The sky can turn red without a massive fire. It's dependent on you're perspective. I have experience with this as a firefighter but also as a human being who has seen the sky color change with the dawn and sunset.
Your post makes it pretty clear you imagined the sky was a thing that existed well above sovereign rather than all around. This is a ridiculous idea. I was trying to be polite before, but you are doubling down on a foolish argument.
I mentioned how far above Sovereign the sky would be because there isn't enough destruction on Eden Prime to justify a completely red sky everywhere you looked and Sovereign isn't near the clouds or big enough to send red lights reflecting on clouds everywhere. That red sky in Eden Prime was neither fire nor sunset, because the sun wasn't near the horizon. The time of day or the attack on Eden Prime don't cause a completely red sky.
Which is why I brought up the possibility that the red sky was BioWare's attempt to convey the destruction in on particular place of Eden Prime in a time where particles and volumetric fog wasn't as prevalent in games as they are nowadays. It's not the planet's atmosphere, it's just destruction, which is exaggerated because they wanted to drive the point home that Eden Prime was in distress. A realistic sky can be just as effective with new graphics tech. Both make sense.
And that was it.
It wasn't a technical limitation. It's absolutely insane that a person could think that was a technical limitation. They absolutely did that intentionally for atmosphere reasons. It's not supposed to look like a day in the tropics.

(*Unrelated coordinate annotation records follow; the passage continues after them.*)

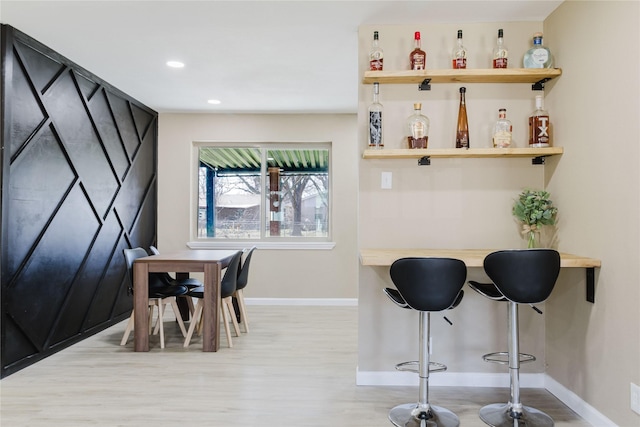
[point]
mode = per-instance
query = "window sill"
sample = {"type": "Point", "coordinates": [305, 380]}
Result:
{"type": "Point", "coordinates": [260, 245]}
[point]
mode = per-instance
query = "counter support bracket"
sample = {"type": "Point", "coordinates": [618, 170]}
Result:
{"type": "Point", "coordinates": [591, 285]}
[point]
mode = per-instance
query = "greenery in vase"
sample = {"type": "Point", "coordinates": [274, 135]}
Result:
{"type": "Point", "coordinates": [534, 209]}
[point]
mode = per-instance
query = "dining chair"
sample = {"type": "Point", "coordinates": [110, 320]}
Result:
{"type": "Point", "coordinates": [241, 283]}
{"type": "Point", "coordinates": [227, 289]}
{"type": "Point", "coordinates": [161, 294]}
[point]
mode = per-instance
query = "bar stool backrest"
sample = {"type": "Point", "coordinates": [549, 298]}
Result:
{"type": "Point", "coordinates": [429, 284]}
{"type": "Point", "coordinates": [524, 276]}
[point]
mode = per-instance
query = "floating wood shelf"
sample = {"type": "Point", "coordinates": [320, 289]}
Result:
{"type": "Point", "coordinates": [489, 75]}
{"type": "Point", "coordinates": [418, 153]}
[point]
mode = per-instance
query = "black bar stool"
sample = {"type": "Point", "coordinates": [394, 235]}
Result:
{"type": "Point", "coordinates": [525, 276]}
{"type": "Point", "coordinates": [426, 285]}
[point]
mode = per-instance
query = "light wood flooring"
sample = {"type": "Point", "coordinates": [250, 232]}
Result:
{"type": "Point", "coordinates": [296, 368]}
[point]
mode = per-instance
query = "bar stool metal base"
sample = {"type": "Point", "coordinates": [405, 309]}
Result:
{"type": "Point", "coordinates": [411, 415]}
{"type": "Point", "coordinates": [502, 415]}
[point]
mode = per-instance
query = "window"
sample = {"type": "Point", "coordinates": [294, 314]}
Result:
{"type": "Point", "coordinates": [264, 192]}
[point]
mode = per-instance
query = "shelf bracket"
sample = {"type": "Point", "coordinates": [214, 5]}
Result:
{"type": "Point", "coordinates": [591, 286]}
{"type": "Point", "coordinates": [539, 160]}
{"type": "Point", "coordinates": [539, 85]}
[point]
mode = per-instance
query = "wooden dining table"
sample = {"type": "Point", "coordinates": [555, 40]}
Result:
{"type": "Point", "coordinates": [209, 262]}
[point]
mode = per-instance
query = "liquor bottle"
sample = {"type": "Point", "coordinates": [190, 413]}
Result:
{"type": "Point", "coordinates": [418, 128]}
{"type": "Point", "coordinates": [417, 57]}
{"type": "Point", "coordinates": [500, 52]}
{"type": "Point", "coordinates": [459, 56]}
{"type": "Point", "coordinates": [462, 131]}
{"type": "Point", "coordinates": [375, 120]}
{"type": "Point", "coordinates": [539, 125]}
{"type": "Point", "coordinates": [502, 130]}
{"type": "Point", "coordinates": [376, 54]}
{"type": "Point", "coordinates": [538, 56]}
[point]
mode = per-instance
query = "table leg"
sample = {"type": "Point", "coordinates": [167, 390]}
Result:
{"type": "Point", "coordinates": [211, 302]}
{"type": "Point", "coordinates": [140, 306]}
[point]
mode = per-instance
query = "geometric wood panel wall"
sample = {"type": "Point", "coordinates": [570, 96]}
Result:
{"type": "Point", "coordinates": [79, 184]}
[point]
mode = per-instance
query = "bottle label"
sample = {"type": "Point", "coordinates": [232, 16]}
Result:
{"type": "Point", "coordinates": [540, 56]}
{"type": "Point", "coordinates": [460, 63]}
{"type": "Point", "coordinates": [417, 61]}
{"type": "Point", "coordinates": [500, 63]}
{"type": "Point", "coordinates": [375, 129]}
{"type": "Point", "coordinates": [539, 131]}
{"type": "Point", "coordinates": [375, 65]}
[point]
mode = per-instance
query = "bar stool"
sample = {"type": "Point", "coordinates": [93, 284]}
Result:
{"type": "Point", "coordinates": [524, 276]}
{"type": "Point", "coordinates": [426, 285]}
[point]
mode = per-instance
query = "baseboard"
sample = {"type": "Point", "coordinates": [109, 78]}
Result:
{"type": "Point", "coordinates": [447, 379]}
{"type": "Point", "coordinates": [342, 302]}
{"type": "Point", "coordinates": [577, 405]}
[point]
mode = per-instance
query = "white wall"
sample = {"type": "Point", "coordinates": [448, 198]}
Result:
{"type": "Point", "coordinates": [274, 273]}
{"type": "Point", "coordinates": [594, 349]}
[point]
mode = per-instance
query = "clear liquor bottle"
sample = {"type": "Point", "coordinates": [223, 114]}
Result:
{"type": "Point", "coordinates": [539, 126]}
{"type": "Point", "coordinates": [376, 55]}
{"type": "Point", "coordinates": [502, 130]}
{"type": "Point", "coordinates": [417, 57]}
{"type": "Point", "coordinates": [538, 56]}
{"type": "Point", "coordinates": [418, 128]}
{"type": "Point", "coordinates": [459, 55]}
{"type": "Point", "coordinates": [462, 130]}
{"type": "Point", "coordinates": [375, 120]}
{"type": "Point", "coordinates": [500, 52]}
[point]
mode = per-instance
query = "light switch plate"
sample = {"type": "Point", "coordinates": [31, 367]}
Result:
{"type": "Point", "coordinates": [386, 179]}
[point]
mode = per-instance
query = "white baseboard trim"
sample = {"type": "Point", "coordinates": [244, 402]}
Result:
{"type": "Point", "coordinates": [447, 379]}
{"type": "Point", "coordinates": [342, 302]}
{"type": "Point", "coordinates": [577, 405]}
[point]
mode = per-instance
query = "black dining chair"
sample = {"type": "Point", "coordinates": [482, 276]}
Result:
{"type": "Point", "coordinates": [241, 283]}
{"type": "Point", "coordinates": [426, 285]}
{"type": "Point", "coordinates": [162, 292]}
{"type": "Point", "coordinates": [227, 289]}
{"type": "Point", "coordinates": [521, 276]}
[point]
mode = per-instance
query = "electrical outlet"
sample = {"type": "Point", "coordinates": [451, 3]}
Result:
{"type": "Point", "coordinates": [635, 398]}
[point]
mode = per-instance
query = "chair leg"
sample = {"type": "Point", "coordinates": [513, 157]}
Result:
{"type": "Point", "coordinates": [225, 319]}
{"type": "Point", "coordinates": [128, 330]}
{"type": "Point", "coordinates": [514, 413]}
{"type": "Point", "coordinates": [243, 310]}
{"type": "Point", "coordinates": [195, 319]}
{"type": "Point", "coordinates": [423, 413]}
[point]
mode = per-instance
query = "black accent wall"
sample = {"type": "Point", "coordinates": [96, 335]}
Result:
{"type": "Point", "coordinates": [78, 174]}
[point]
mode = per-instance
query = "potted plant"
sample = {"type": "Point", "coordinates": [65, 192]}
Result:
{"type": "Point", "coordinates": [534, 209]}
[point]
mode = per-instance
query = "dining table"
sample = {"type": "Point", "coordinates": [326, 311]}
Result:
{"type": "Point", "coordinates": [209, 262]}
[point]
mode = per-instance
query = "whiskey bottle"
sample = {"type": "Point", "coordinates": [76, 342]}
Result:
{"type": "Point", "coordinates": [418, 128]}
{"type": "Point", "coordinates": [539, 125]}
{"type": "Point", "coordinates": [502, 130]}
{"type": "Point", "coordinates": [459, 56]}
{"type": "Point", "coordinates": [500, 52]}
{"type": "Point", "coordinates": [376, 54]}
{"type": "Point", "coordinates": [417, 57]}
{"type": "Point", "coordinates": [462, 131]}
{"type": "Point", "coordinates": [538, 56]}
{"type": "Point", "coordinates": [375, 120]}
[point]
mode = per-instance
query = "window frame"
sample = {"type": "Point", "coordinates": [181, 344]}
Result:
{"type": "Point", "coordinates": [264, 241]}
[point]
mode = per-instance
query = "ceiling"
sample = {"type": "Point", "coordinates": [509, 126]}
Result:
{"type": "Point", "coordinates": [253, 56]}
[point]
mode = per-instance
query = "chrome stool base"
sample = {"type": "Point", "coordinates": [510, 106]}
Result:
{"type": "Point", "coordinates": [501, 415]}
{"type": "Point", "coordinates": [410, 415]}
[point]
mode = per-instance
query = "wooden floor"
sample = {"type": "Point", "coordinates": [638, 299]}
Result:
{"type": "Point", "coordinates": [296, 368]}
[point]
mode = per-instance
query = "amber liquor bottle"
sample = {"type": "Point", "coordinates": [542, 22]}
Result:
{"type": "Point", "coordinates": [462, 130]}
{"type": "Point", "coordinates": [459, 56]}
{"type": "Point", "coordinates": [417, 57]}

Also here's the main point. Who cares whether it's them sticking to 'canon'? That seems to be missing the point. If they wanted consistency with later games just throw a quick line in the codex explaining that Sovereign colored Prime's sky as red that day. Defending this change because it's 'canon' is pretty weak when it could be explained via any number of separate sources.
The red sky was there for atmosphere and to make Sovereign's intro memorable.
How is that absolutely insane? Games are made of countless workarounds. If I can't render smoke and particles because alpha effects bring GPUs to their knees, I would most definitely find another way to convey the same feeling.
You're confused about what you're arguing here, because you first tried to argue that it was "insane" that the red sky could be a workaround to what they actually tried to achieve. Then you're talking about the aesthetic. But the bottomline of my first post, which triggered all of these quotes, is that there is no such thing as the new sky "not making sense". I never even argued that the remaster was objectively better, my first post about this specifically said it's fine to prefer either version for aesthetic reasons.
You did read that, right?
There are no "sense" in art direction. One is valid, another one is valid too.
The change itself though is what makes little sense as changing the art direction of a game which was mostly praised for it is a bewildering decision on part of Bioware.
Yeah, that was kind of my point, because I was replying to someone that said if you played the original, the new sky didn't make any sense. I just disagreed with that.